Multisite Protein Kinase A and Glycogen Synthase Kinase 3β Phosphorylation Leads to Gli3 Ubiquitination by SCFβTrCP

Abstract

Gli3 is a zinc finger transcription factor proteolytically processed into a truncated repressor lacking C-terminal activation domains. Gli3 processing is stimulated by protein kinase A (PKA) and inhibited by Hedgehog signaling, a major signaling pathway in vertebrate development and disease. We show here that multisite glycogen synthase kinase 3β (GSK3β) phosphorylation and ubiquitination by SCF^βTrCP are required for Gli3 processing. We identified multiple βTrCP-binding sites related to the DSGX_2-4S motif in Gli3, which are intertwined with PKA and GSK3β sites, and SCF^βTrCP target lysines that are essential for processing.
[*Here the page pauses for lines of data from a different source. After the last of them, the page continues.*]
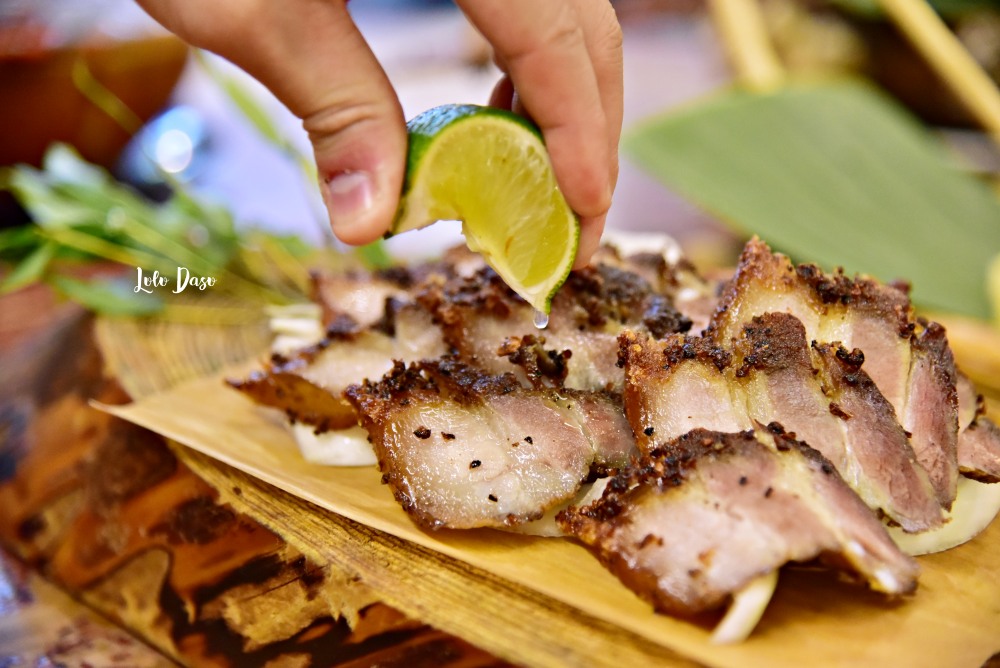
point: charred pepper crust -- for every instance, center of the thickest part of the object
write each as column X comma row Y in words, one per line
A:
column 668, row 466
column 597, row 295
column 542, row 367
column 638, row 354
column 771, row 342
column 759, row 263
column 931, row 340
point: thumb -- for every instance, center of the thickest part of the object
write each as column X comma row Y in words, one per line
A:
column 314, row 59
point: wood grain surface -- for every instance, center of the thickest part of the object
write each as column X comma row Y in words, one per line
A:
column 815, row 619
column 107, row 511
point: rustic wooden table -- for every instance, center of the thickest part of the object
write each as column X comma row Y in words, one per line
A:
column 137, row 541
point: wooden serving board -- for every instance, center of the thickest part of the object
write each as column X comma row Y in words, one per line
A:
column 814, row 619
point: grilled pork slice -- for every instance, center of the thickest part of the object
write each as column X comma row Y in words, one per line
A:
column 480, row 314
column 909, row 361
column 309, row 384
column 359, row 295
column 819, row 393
column 707, row 513
column 978, row 437
column 676, row 385
column 464, row 449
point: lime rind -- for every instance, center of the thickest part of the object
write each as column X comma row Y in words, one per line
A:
column 490, row 169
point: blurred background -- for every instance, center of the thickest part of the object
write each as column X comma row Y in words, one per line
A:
column 101, row 76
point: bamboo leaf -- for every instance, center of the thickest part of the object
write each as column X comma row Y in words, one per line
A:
column 374, row 255
column 834, row 174
column 30, row 269
column 107, row 297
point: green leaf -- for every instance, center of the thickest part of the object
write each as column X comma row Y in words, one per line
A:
column 244, row 101
column 30, row 269
column 17, row 242
column 374, row 255
column 838, row 175
column 108, row 297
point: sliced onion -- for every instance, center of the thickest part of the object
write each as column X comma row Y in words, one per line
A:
column 976, row 505
column 746, row 610
column 339, row 447
column 546, row 526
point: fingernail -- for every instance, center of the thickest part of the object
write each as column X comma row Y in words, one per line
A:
column 349, row 196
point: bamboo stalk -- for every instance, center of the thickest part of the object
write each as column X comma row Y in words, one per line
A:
column 945, row 54
column 742, row 29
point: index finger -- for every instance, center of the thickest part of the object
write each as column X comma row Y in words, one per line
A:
column 543, row 47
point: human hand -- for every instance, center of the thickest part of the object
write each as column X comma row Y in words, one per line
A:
column 563, row 59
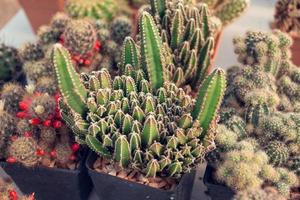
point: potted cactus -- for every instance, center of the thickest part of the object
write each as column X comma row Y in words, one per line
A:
column 287, row 15
column 147, row 135
column 259, row 122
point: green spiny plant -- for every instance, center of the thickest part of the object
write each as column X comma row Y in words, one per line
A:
column 139, row 120
column 95, row 9
column 270, row 51
column 187, row 39
column 228, row 10
column 287, row 16
column 24, row 150
column 10, row 62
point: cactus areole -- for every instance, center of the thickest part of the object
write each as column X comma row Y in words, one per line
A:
column 139, row 120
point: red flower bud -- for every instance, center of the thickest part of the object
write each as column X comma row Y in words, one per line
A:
column 57, row 124
column 11, row 160
column 53, row 153
column 28, row 134
column 23, row 105
column 47, row 123
column 35, row 121
column 13, row 195
column 22, row 115
column 75, row 147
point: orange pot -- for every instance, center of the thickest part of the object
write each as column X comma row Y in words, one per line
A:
column 40, row 12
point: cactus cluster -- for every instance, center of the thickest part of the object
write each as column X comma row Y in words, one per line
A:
column 287, row 16
column 32, row 132
column 8, row 191
column 187, row 33
column 271, row 51
column 10, row 63
column 228, row 10
column 138, row 120
column 259, row 121
column 95, row 9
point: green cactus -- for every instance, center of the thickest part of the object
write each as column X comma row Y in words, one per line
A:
column 187, row 43
column 10, row 62
column 94, row 9
column 286, row 16
column 268, row 50
column 79, row 37
column 137, row 119
column 31, row 52
column 277, row 152
column 24, row 149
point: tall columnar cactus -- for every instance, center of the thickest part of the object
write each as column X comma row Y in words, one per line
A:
column 95, row 9
column 10, row 62
column 188, row 39
column 287, row 16
column 138, row 120
column 228, row 10
column 271, row 51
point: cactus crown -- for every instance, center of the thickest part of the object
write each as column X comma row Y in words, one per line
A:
column 138, row 119
column 187, row 36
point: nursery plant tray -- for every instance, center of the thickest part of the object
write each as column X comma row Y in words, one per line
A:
column 215, row 190
column 109, row 187
column 51, row 183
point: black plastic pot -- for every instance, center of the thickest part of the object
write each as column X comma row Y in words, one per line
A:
column 109, row 187
column 51, row 183
column 215, row 190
Our results support a simple model whereby PKA triggers a cascade of Gli3 phosphorylation by GSK3β and CK1 that leads to direct βTrCP binding and ubiquitination by SCF^βTrCP. Binding of βTrCP to Gli3 N- and C-terminal domains lacking DSGX_2-4S-related motifs was also observed, which could reflect indirect interaction via other components of Hedgehog signaling, such as the tumor suppressor Sufu. Gli3 therefore joins a small set of transcription factors whose processing is regulated by the ubiquitin-proteasome pathway. Our study sheds light on the role of PKA phosphorylation in Gli3 processing and will help to analyze how dose-dependent tuning of Gli3 processing is achieved by Hedgehog signaling.